Frustrated and panting, he looked wildly around him in the dark. Of all the rotten luck! Now he was on foot with the whole rebel camp alarmed and looking for him. And Fort Gibson was 125 miles away.
Fighting down his panic, he dropped the sadd
le and the blanket but kept the bridle. Maybe he could find or take a horse on the way. If not, he would have to walk, and his riding boots would be useless. He spun around and, sprinting back to his tent, grabbed up a pair of old infantry shoes.
He scooped up two handfuls of shelled corn and filled his pockets. There wasn’t time to take anything else. Hearing voices and the sentries’ running footsteps approaching, he ran from the tent into the timber, thankful for the darkness that would hide him until dawn.
24
Flight
Tying his shoes around his neck, Jeff hurried toward the thickest part of the woods. He knew there would be fewer pickets there. His eyes quickly became adjusted to the darkness. Staying in the heavy timber, he soon put the noise of the aroused camp behind him.
He tried to calculate where his pursuers would look for him first. Probably the last direction they would expect him to go would be south, toward Texas.
So he headed south, walking fast. After he had gone a mile or two, he planned to cut straight east ten or twelve miles, toward Arkansas, then head northeast across the Gaines Creek Mountains and the Limestone Mountains to the fort. They would be after him at sunup from all directions. Without a horse the odds were heavily against him. He had to have a horse.

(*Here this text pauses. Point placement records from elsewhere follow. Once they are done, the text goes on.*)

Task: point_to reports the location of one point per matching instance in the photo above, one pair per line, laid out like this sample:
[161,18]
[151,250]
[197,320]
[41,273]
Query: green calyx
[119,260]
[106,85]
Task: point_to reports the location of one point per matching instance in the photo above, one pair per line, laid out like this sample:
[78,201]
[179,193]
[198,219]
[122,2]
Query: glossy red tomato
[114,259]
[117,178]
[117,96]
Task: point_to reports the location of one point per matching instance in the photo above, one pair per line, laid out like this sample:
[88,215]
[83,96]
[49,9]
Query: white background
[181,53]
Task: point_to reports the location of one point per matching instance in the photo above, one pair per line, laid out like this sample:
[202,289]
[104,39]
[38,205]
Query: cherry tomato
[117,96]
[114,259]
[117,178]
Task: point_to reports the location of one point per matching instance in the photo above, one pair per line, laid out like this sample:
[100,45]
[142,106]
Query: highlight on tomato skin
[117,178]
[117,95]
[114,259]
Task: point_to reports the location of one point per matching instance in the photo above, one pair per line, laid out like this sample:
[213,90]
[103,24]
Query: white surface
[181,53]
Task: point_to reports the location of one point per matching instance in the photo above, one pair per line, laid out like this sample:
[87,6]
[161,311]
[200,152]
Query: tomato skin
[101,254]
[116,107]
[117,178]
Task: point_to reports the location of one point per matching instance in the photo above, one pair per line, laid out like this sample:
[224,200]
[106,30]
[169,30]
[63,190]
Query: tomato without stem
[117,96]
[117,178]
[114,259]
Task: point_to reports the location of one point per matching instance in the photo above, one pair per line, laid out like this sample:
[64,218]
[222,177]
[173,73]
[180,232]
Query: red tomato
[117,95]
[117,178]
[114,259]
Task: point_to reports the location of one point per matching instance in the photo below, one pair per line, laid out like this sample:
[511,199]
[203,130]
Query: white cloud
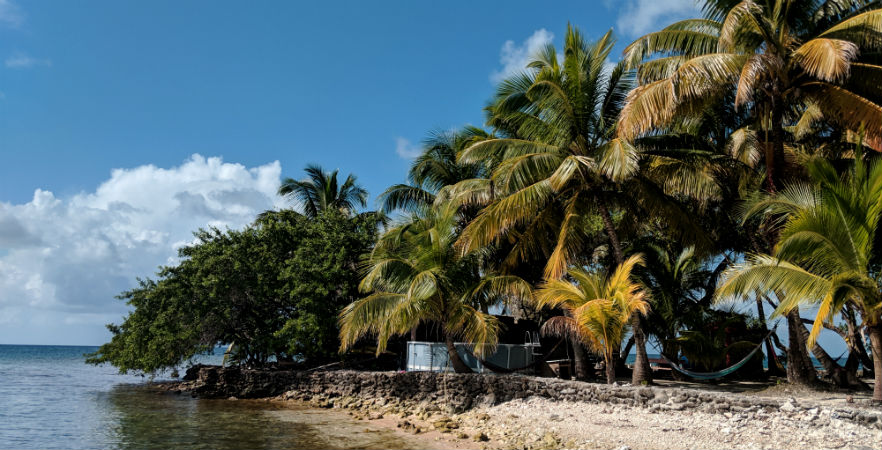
[638,17]
[23,61]
[62,261]
[514,58]
[406,149]
[10,14]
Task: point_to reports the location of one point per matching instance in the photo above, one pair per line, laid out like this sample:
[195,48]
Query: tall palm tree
[828,252]
[434,170]
[415,276]
[788,63]
[563,175]
[785,61]
[676,282]
[321,191]
[597,308]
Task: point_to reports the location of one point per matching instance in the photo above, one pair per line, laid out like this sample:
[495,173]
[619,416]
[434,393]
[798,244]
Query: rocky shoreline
[527,412]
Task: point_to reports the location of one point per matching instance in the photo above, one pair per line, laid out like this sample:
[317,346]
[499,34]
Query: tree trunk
[614,243]
[459,366]
[839,375]
[770,351]
[876,346]
[642,373]
[800,369]
[674,357]
[856,342]
[610,367]
[580,361]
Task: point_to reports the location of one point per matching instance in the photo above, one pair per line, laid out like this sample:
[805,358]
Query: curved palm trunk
[840,376]
[770,351]
[876,345]
[800,369]
[642,373]
[459,366]
[856,342]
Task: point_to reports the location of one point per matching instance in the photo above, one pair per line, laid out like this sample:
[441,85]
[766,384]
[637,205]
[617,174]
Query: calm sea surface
[49,398]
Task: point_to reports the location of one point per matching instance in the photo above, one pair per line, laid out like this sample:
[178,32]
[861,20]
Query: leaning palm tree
[788,62]
[597,308]
[563,177]
[676,280]
[828,255]
[320,191]
[435,169]
[416,276]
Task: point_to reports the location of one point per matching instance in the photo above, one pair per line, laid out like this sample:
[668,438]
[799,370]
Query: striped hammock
[717,374]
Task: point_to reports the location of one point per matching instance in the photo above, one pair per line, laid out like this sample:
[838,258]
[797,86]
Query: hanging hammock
[720,373]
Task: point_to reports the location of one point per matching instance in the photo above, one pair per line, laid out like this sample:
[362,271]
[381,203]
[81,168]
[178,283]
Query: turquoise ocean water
[50,399]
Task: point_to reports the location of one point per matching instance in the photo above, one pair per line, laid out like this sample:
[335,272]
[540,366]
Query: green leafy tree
[272,290]
[415,275]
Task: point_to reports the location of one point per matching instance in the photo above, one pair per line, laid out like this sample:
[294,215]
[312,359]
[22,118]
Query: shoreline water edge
[490,412]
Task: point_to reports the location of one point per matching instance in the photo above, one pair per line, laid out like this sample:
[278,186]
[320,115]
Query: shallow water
[50,399]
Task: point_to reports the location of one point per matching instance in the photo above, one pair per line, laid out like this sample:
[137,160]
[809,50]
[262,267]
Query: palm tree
[789,64]
[828,252]
[597,308]
[785,61]
[562,175]
[676,282]
[434,170]
[320,191]
[414,276]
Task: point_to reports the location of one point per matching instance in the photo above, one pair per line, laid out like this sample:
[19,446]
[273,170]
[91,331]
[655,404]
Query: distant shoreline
[492,411]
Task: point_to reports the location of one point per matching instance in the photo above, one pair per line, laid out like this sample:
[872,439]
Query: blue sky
[93,85]
[124,126]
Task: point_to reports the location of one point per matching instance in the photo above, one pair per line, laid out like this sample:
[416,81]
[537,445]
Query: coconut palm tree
[435,169]
[787,61]
[414,275]
[562,175]
[828,252]
[676,282]
[321,191]
[597,308]
[790,64]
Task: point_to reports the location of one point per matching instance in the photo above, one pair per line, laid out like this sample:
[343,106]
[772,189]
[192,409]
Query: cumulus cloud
[406,149]
[638,17]
[514,57]
[10,14]
[62,260]
[23,61]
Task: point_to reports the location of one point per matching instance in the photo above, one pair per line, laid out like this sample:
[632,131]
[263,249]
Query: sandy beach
[804,420]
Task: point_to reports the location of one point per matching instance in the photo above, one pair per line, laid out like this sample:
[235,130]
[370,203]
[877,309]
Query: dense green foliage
[271,290]
[582,167]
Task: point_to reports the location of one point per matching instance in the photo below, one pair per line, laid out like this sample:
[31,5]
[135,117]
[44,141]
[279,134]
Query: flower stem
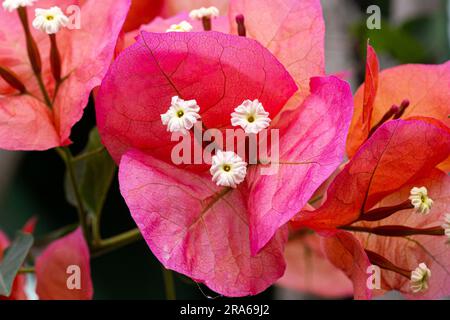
[66,155]
[33,54]
[169,284]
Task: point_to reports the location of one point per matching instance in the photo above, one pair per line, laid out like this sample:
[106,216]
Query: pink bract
[63,258]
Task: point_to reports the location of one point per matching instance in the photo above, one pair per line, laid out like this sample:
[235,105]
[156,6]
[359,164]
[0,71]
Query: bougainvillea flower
[18,289]
[221,237]
[370,196]
[423,87]
[63,269]
[294,31]
[26,121]
[308,270]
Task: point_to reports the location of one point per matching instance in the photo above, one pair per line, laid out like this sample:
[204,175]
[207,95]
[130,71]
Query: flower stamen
[181,116]
[251,116]
[50,20]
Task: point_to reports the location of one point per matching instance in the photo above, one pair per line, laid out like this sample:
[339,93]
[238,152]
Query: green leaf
[94,172]
[13,260]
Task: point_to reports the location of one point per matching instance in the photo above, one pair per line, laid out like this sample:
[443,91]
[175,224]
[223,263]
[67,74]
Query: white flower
[419,278]
[228,169]
[199,14]
[12,5]
[50,20]
[181,116]
[420,200]
[183,26]
[251,116]
[446,225]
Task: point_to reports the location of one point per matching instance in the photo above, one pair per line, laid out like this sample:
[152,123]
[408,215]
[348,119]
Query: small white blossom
[251,116]
[228,169]
[183,26]
[446,225]
[199,14]
[12,5]
[420,278]
[420,200]
[50,20]
[181,116]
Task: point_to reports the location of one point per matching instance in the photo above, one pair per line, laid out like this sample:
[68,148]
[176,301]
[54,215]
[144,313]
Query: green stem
[82,213]
[121,239]
[89,154]
[169,284]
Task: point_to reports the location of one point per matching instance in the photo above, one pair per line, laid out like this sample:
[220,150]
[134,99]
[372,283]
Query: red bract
[366,195]
[425,87]
[231,240]
[293,31]
[26,122]
[58,267]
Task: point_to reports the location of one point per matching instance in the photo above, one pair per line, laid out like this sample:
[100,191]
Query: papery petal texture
[26,123]
[345,252]
[425,86]
[312,146]
[386,162]
[219,71]
[293,30]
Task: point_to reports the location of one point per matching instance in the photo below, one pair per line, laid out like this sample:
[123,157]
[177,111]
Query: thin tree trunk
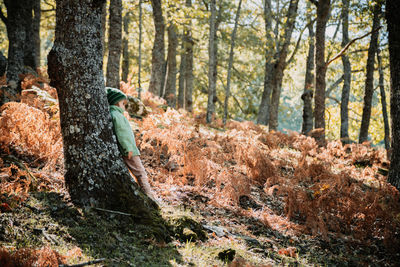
[393,22]
[230,64]
[263,112]
[16,32]
[281,64]
[125,50]
[323,8]
[182,78]
[36,30]
[369,81]
[211,64]
[140,49]
[384,104]
[158,53]
[114,43]
[170,91]
[308,93]
[189,77]
[344,106]
[95,173]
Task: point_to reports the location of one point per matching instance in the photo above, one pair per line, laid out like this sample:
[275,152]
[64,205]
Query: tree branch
[343,51]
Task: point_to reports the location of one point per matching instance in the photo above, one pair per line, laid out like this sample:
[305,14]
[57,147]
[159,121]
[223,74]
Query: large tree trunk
[114,43]
[125,49]
[170,90]
[211,64]
[323,8]
[95,173]
[263,112]
[36,30]
[383,102]
[308,93]
[230,63]
[280,65]
[344,106]
[393,22]
[369,81]
[158,53]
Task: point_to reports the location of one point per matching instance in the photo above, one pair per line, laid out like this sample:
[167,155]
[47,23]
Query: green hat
[114,95]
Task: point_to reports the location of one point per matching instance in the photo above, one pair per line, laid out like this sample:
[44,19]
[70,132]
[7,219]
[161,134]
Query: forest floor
[233,196]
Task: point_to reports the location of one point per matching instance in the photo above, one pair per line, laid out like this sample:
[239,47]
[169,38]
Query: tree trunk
[369,81]
[114,43]
[393,22]
[280,65]
[158,53]
[263,112]
[3,64]
[344,106]
[16,32]
[125,49]
[211,64]
[230,64]
[189,77]
[36,30]
[383,102]
[140,49]
[95,173]
[323,8]
[308,93]
[182,78]
[170,91]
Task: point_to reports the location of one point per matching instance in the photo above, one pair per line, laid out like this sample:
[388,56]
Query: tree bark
[125,49]
[189,77]
[393,22]
[263,112]
[344,106]
[230,63]
[95,173]
[36,30]
[182,78]
[211,64]
[308,93]
[114,43]
[383,103]
[369,81]
[17,11]
[280,64]
[158,53]
[170,91]
[323,8]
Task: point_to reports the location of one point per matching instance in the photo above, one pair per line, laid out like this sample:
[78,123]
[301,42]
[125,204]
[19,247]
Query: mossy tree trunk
[393,22]
[95,173]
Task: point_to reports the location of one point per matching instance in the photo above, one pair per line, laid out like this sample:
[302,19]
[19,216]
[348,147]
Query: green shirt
[123,132]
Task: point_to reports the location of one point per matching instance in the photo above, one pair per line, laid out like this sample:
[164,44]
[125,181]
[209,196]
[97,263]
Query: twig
[113,211]
[341,53]
[83,263]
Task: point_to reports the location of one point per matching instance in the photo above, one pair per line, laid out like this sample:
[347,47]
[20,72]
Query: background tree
[393,22]
[370,68]
[158,53]
[323,9]
[308,93]
[344,104]
[95,173]
[114,43]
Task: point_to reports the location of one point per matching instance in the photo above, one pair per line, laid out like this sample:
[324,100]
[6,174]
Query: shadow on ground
[99,234]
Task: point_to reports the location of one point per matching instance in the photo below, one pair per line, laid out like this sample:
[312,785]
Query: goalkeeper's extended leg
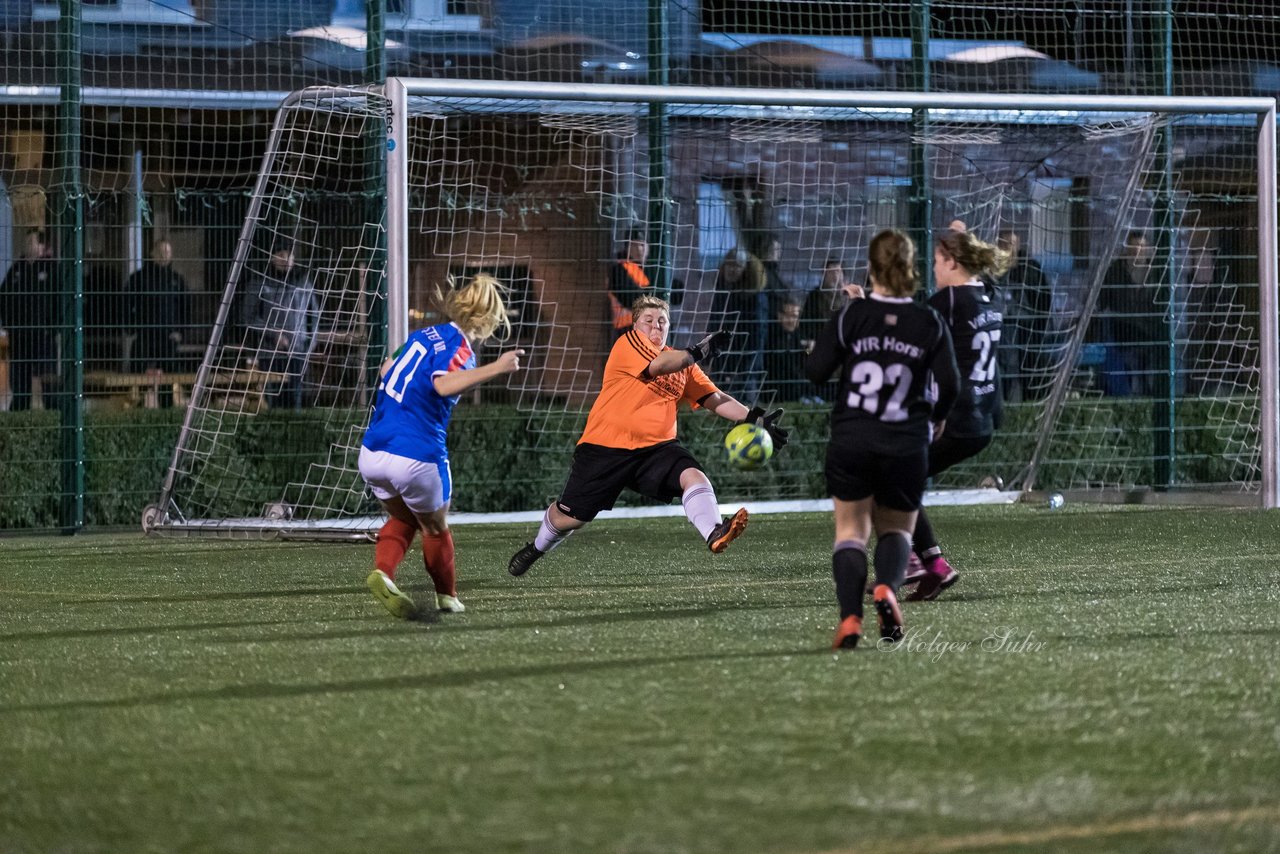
[551,533]
[702,510]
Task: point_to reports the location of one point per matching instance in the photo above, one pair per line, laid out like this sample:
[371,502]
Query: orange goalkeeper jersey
[635,412]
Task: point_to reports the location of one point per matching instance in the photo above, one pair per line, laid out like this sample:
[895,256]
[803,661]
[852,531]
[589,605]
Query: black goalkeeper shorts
[599,475]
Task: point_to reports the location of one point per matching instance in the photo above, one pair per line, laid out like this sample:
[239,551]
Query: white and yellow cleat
[391,596]
[446,602]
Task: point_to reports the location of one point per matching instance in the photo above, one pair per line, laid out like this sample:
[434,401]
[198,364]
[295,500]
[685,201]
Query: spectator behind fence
[280,318]
[1025,352]
[627,281]
[1130,322]
[156,301]
[28,301]
[740,306]
[832,293]
[785,356]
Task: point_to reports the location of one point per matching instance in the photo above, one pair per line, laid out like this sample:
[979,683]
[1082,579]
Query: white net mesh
[544,193]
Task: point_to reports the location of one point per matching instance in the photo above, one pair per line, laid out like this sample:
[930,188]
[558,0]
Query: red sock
[438,558]
[393,540]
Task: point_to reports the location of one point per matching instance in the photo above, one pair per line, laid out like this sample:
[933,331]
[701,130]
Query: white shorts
[424,487]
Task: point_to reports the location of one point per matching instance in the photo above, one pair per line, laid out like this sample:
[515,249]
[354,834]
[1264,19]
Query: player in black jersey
[963,268]
[886,348]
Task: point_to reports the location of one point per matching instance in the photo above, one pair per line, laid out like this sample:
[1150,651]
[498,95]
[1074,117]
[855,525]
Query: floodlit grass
[634,693]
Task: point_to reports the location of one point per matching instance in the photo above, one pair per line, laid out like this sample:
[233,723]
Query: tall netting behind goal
[1127,364]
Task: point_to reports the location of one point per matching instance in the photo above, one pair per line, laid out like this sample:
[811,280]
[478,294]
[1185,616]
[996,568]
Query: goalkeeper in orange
[630,438]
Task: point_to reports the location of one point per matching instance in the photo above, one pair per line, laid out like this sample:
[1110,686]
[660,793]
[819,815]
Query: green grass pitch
[635,694]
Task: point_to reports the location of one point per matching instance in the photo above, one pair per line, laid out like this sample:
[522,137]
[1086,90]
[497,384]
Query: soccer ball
[748,446]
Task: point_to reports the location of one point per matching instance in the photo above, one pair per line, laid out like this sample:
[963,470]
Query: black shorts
[598,476]
[949,450]
[896,482]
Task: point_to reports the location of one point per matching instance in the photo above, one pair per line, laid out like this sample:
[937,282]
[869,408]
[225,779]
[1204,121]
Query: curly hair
[891,257]
[648,302]
[478,307]
[974,255]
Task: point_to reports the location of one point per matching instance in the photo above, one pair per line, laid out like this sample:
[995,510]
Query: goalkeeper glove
[711,346]
[771,424]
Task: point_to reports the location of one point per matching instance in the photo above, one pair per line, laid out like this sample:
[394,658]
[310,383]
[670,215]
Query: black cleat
[728,530]
[890,615]
[524,558]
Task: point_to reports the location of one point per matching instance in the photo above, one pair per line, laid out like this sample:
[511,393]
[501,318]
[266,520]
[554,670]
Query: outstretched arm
[725,406]
[457,382]
[671,361]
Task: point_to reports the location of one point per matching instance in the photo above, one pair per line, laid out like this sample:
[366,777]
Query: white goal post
[499,174]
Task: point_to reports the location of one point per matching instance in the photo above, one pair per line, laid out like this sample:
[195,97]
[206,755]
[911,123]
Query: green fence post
[920,225]
[69,206]
[659,208]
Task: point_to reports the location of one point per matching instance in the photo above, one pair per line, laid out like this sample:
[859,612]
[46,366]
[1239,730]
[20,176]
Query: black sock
[923,539]
[891,551]
[849,567]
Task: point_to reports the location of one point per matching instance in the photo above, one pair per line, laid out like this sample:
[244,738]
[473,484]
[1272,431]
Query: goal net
[1133,356]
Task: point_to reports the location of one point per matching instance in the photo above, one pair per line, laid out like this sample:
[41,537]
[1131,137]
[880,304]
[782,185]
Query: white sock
[548,535]
[702,508]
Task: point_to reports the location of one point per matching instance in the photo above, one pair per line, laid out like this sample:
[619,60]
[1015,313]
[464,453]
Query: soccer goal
[1168,384]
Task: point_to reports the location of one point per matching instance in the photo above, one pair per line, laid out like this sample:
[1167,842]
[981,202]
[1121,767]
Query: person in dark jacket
[28,310]
[156,305]
[280,316]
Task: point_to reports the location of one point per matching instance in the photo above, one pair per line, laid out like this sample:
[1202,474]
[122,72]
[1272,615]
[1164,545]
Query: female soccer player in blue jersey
[963,268]
[887,348]
[403,456]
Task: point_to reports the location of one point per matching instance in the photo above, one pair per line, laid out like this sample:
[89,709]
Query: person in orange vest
[627,281]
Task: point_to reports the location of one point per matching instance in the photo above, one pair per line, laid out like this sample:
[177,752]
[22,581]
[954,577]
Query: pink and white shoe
[937,578]
[914,570]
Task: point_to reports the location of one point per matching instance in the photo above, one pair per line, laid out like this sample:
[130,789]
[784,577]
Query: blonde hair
[974,255]
[648,302]
[478,306]
[891,257]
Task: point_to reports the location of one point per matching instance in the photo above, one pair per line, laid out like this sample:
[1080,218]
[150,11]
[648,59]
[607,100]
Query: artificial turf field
[634,693]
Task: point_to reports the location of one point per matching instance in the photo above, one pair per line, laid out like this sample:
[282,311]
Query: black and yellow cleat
[391,596]
[728,530]
[848,633]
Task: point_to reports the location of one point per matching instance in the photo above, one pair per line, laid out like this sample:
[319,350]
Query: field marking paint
[1065,832]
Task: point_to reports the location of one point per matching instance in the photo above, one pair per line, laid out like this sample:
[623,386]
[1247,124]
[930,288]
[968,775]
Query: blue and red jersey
[410,418]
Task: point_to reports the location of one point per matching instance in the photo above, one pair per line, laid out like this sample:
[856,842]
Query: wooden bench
[142,391]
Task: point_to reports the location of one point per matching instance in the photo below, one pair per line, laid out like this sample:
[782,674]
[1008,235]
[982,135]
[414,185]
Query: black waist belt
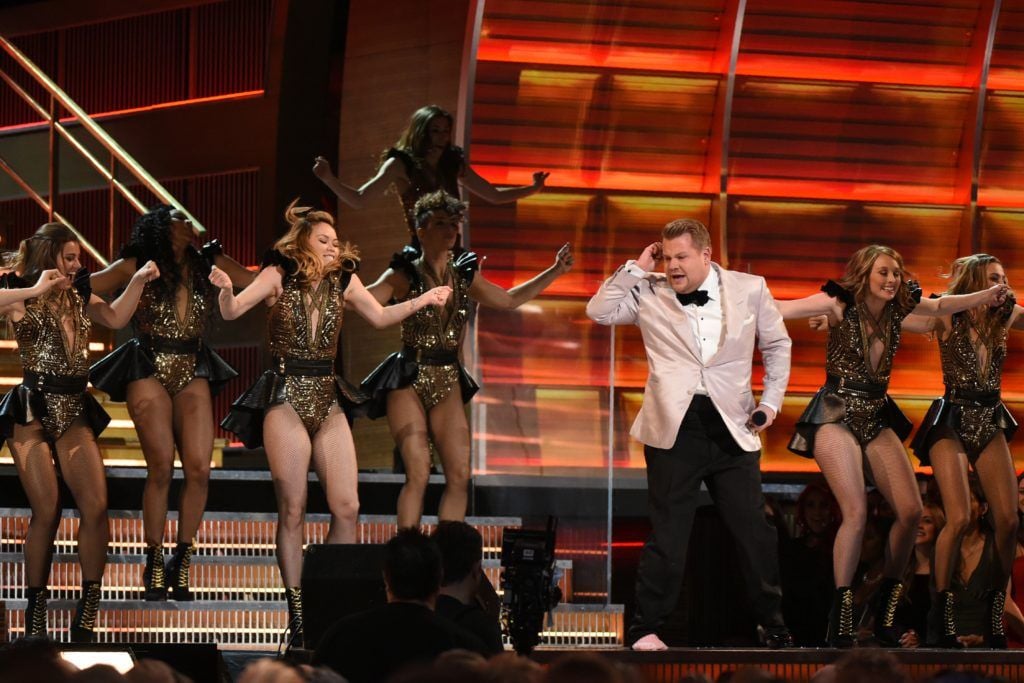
[981,398]
[54,383]
[428,356]
[168,345]
[862,389]
[289,366]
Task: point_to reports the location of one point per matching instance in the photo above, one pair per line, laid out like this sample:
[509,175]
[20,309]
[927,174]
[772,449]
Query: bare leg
[839,456]
[288,450]
[194,435]
[152,411]
[34,461]
[82,467]
[995,471]
[451,434]
[894,477]
[334,460]
[949,465]
[409,427]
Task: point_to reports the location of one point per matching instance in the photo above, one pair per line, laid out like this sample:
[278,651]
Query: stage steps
[239,600]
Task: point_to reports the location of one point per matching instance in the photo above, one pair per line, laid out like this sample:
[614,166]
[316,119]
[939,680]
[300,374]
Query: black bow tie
[698,297]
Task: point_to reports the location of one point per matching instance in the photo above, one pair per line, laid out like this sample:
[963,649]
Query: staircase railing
[57,131]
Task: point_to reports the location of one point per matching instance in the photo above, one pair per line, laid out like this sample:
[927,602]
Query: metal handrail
[86,245]
[100,135]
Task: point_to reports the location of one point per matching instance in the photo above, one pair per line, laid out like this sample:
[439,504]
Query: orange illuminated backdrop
[797,131]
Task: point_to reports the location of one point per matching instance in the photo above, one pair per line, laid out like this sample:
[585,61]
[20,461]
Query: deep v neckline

His feet began to hurt and he stopped and changed to his shoes. All he could hear was the whippoorwills cooing softly from the trees. Circling to the east, he came into a clearing and saw the red glow of the moon rising through the dark timber. It reminded him of the prairie fires he used to watch in Kansas at night. Now he could see everything more plainly. He was carrying his boots and the bridle. In his belt he wore the hunting knife and double-barreled pistol Heifer had given him.
After he had walked south a couple of miles, he bore straight east toward the rising moon, which had now cleared the treetops. He knew he had passed the last of the rebel pickets and had nothing to fear the rest of the night.